Mills picks former Obama health care reform leader to run DHHS

5 years ago

Gov.-elect Janet Mills on Friday announced her choice to fill one of the most significant roles in her administration, introducing Jeanne Lambrew as her nominee to be Maine’s next commissioner of the Department of Health and Human Services.

Lambrew served under President Barack Obama as director of the Office of Health Reform at the U.S. Department of Health and Human Services, and later as his deputy assistant for health policy during the implementation of the Affordable Care Act. She also served in the federal department coordinating health policy during former President Bill Clinton’s administration. Lambrew is a former senior fellow at the Center for American Progress and a senior fellow at the Century Foundation, a progressive think tank in Washington, D.C.

“In Jeanne Lambrew, I’ve found a health expert of the highest regard. Someone who will execute the transformation that Maine people have demanded,” Mills said Friday.

Part of Mills’ goal in filling the important Cabinet-level position, she said, was to find someone “who exhibits understanding and compassion who will reinvigorate morale within DHHS and who will reorient the direction of the department toward its fundamental mission of serving the most vulnerable people here in Maine,” Mills said.
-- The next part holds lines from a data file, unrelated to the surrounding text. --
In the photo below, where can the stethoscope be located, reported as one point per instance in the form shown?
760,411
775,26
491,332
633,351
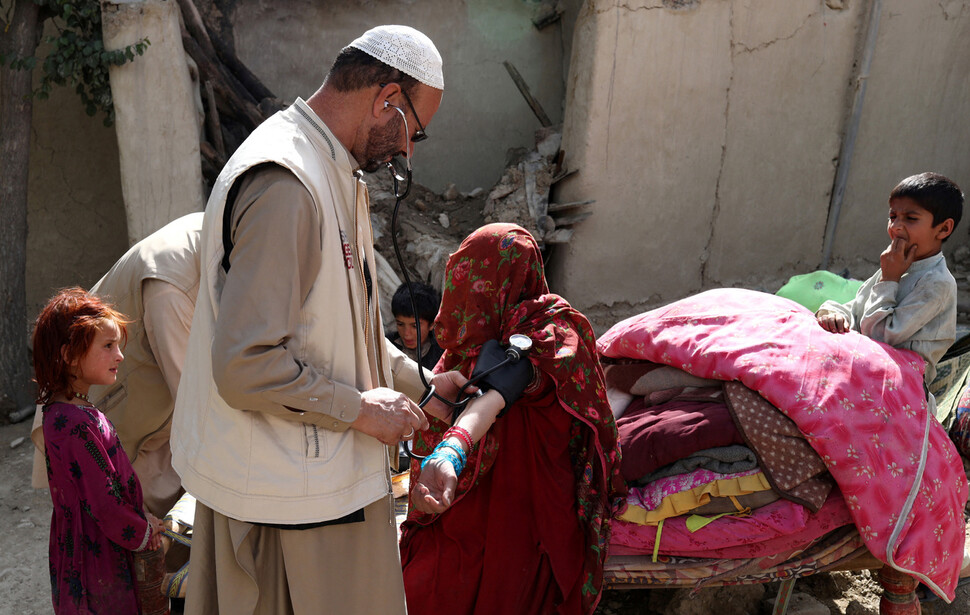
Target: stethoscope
519,345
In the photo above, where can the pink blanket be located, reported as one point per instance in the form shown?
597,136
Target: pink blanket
860,404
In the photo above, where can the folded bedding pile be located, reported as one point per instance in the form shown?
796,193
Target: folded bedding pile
699,451
749,432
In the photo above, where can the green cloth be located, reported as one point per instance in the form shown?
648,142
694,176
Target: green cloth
813,289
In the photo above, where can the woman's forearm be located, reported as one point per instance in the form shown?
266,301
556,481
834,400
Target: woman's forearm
478,418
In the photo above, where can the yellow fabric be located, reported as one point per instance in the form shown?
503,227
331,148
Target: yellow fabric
656,541
681,503
696,522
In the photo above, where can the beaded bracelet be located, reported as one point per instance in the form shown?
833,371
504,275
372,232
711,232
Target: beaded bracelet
457,448
447,453
462,434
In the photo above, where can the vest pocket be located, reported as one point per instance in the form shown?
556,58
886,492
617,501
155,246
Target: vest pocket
315,443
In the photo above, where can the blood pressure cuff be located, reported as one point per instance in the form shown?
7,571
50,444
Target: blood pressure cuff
510,380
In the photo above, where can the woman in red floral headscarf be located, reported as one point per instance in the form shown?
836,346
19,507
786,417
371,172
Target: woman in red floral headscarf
522,526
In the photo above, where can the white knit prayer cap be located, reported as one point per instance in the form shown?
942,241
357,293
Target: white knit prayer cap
405,49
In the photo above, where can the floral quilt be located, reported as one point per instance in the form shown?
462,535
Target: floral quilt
860,404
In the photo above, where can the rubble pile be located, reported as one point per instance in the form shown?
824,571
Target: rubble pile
432,225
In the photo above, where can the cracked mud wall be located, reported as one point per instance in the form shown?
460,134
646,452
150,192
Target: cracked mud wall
482,114
76,214
915,118
708,132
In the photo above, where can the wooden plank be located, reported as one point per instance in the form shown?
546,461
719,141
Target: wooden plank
524,90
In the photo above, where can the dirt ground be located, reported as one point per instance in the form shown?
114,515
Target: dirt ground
25,588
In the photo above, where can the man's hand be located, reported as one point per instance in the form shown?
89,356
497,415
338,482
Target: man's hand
435,488
447,385
388,416
833,322
896,259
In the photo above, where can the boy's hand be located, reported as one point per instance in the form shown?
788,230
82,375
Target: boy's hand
896,259
833,322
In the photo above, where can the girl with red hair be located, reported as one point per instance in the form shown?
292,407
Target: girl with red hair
98,518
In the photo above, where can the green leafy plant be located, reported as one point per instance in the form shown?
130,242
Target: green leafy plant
77,55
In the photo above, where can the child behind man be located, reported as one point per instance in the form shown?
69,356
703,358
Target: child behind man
426,302
911,301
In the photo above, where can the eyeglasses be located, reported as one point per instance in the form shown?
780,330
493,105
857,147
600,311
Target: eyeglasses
419,134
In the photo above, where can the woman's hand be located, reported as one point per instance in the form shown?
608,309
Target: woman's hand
435,488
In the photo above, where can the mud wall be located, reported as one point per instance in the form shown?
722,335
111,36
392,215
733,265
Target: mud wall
709,133
75,194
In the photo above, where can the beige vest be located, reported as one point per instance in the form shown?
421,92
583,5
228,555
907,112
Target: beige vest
256,466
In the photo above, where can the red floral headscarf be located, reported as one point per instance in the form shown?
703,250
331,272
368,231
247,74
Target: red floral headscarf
495,287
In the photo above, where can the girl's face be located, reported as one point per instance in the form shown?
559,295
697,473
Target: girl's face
99,365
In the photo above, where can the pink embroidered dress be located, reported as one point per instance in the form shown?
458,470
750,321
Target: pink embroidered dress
98,517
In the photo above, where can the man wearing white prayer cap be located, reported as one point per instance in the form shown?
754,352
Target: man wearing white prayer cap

During her time as deputy assistant for health policy to Obama, “Lambrew played an integral role in implementing the Affordable Care Act — a job she wants to finish now for her home state of Maine,” the governor-elect said.

Lambrew said she will help Mills “deliver on expanding Medicaid,” and “restore trust in state government, starting with the Department of Health and Human Services.”

“In Maine, a high priority is revamping the department to be sure it delivers on its core mission,” Lambrew said. “Should the Legislature confirm my nomination, I will give my all to these tasks. Doing so here would be especially meaningful to me.”

Lambrew grew up in the Portland area, where her mother, Pat Lambrew, worked as a nurse and her father, Dr. Costas Lambrew, worked as a doctor at Maine Medical Center for nearly 40 years. The couple live in Scarborough.

She is the first prospective Cabinet member to be named by Mills and more are likely to come next week. Lambrew and Mills’ other Cabinet nominees will be interviewed by legislative committees before going to a confirmation vote in the Maine Senate.

DHHS has the largest budget of any state agency, with an annual operating budget of $3.4 billion and more than 3,400 employees. During Republican Gov. Paul LePage’s almost eight years in office, it has been a flashpoint for controversy, with the administration’s push to reduce public assistance rolls and emphasize work requirements clashing with Democrats’ policy priorities. If confirmed by the Maine Senate, Lambrew will wade into those ongoing conflicts.

An ongoing dispute over whether to expand Medicaid under the Affordable Care Act, as approved by Maine voters in 2017, continues to play out in state courts. Mills has vowed to implement expansion as one of her first acts as governor, but it remains a huge fiscal and bureaucratic challenge to put in place a system to implement expansion.

After two young girls died, allegedly at the hands of their caregivers, the way DHHS handles child protective services has come under scrutiny. And the status of federal certification for the state-run Riverview Psychiatric Center remains uncertain.

During the administration of John Baldacci, the last Democrat to serve as governor, DHHS experienced major computer network problems and incurred multimillion dollar debts to Maine hospitals after falling behind on Medicaid payments.

LePage made paying back those debts a hallmark of his governorship. In early 2011, he hired former Democrat and Maine Hospital Association lobbyist Mary Mayhew as his first DHHS commissioner. She held the position until May 2017, becoming one of the more controversial members of LePage’s Cabinet. After an unsuccessful campaign in the Republican gubernatorial primary earlier this year, she started work in October as  director of Medicaid and the Children’s Health Insurance Program for the federal government.  

In addition to managing the day-to-day operation of the sprawling department, Lambrew will face the challenge of steering Mills’ policy initiatives through the institutional changes that Mayhew made at DHHS.